Why Tinkering with Your Comp Plan Doesn’t Get You Better Results
I frequently hear about the disappointment executives feel about the results from their sales team.
It’s almost Pavlovian that one of the first areas that gets adjusted as a means to drive change is the compensation plan. It’s common because of an often-faulty assumption that simply motivating sales people with money will improve their performance. I worked at a company where the CEO was constantly redesigning the comp plan. It rarely had a lasting impact. Here is why:
Money can increase effort and redirect focus, but it won’t make people better at their work.
What if someone offered me a million dollars, and all I had to do in return was dunk a basketball six months from now? I would be excited and even motivated to practice every day and give a lot of effort. But it’s very unlikely that in six months I could do the dunk. At that point, it may even feel demoralizing because regardless of the incentive, I still don’t have the skill required to get the job done.

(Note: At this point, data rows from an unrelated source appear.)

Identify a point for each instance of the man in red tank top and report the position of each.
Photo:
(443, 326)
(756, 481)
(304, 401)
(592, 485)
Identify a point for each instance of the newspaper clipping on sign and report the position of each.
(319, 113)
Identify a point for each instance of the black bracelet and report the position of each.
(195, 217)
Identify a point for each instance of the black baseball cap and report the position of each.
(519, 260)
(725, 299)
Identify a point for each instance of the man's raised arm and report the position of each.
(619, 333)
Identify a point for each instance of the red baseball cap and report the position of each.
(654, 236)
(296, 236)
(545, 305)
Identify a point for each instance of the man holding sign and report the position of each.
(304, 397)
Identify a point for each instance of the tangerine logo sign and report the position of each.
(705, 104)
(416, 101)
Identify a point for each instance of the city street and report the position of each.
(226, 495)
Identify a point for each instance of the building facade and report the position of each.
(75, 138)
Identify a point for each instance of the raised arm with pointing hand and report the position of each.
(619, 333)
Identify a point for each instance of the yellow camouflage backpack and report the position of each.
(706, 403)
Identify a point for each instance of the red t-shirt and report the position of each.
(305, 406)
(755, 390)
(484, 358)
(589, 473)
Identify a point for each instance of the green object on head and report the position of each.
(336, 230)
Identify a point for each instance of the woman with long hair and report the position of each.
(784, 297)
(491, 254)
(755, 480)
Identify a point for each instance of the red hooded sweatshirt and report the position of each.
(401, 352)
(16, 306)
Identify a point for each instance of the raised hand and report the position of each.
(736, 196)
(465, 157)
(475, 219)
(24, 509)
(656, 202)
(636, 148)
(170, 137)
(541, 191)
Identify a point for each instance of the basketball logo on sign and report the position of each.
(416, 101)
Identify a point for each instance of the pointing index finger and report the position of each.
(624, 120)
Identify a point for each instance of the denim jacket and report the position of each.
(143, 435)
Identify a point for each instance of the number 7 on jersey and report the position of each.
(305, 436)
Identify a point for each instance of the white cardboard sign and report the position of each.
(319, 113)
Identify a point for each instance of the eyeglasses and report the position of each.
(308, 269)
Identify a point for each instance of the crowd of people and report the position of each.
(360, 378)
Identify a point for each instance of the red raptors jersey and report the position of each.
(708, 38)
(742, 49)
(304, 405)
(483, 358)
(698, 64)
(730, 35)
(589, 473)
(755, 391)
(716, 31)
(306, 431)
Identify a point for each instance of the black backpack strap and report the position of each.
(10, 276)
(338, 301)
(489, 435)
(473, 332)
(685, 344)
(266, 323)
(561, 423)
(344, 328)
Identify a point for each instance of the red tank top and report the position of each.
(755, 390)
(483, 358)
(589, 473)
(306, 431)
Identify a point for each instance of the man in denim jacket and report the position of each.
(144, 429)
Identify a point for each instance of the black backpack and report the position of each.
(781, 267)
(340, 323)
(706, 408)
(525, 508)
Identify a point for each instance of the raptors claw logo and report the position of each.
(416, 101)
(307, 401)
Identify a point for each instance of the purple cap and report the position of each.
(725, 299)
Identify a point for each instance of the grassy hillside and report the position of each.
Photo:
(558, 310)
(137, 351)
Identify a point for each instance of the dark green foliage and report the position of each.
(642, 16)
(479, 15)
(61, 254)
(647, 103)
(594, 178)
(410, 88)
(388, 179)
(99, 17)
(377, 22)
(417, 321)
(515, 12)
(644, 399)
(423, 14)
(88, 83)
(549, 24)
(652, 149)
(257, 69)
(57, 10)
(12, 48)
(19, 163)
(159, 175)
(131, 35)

And this is the linchpin for why comp plan adjustments are good for driving additional focus and effort, but don’t often produce significant change. Because compensation can’t:
- Ensure that people on your team are in the right roles.
- Direct or lead people to do the right things.
- Develop and enhance your team’s skills.
- Evaluate your team with the right metrics.
Only the hard work of leadership – establishing high standards and working diligently toward their achievement can create the results you want. Don’t look to the comp plan as a silver bullet to motivate and drive success. Of course it is an influencing factor, but only that. Find a solution that works on building a high-performance team and putting people in the right positions. This will give you the results you are looking for.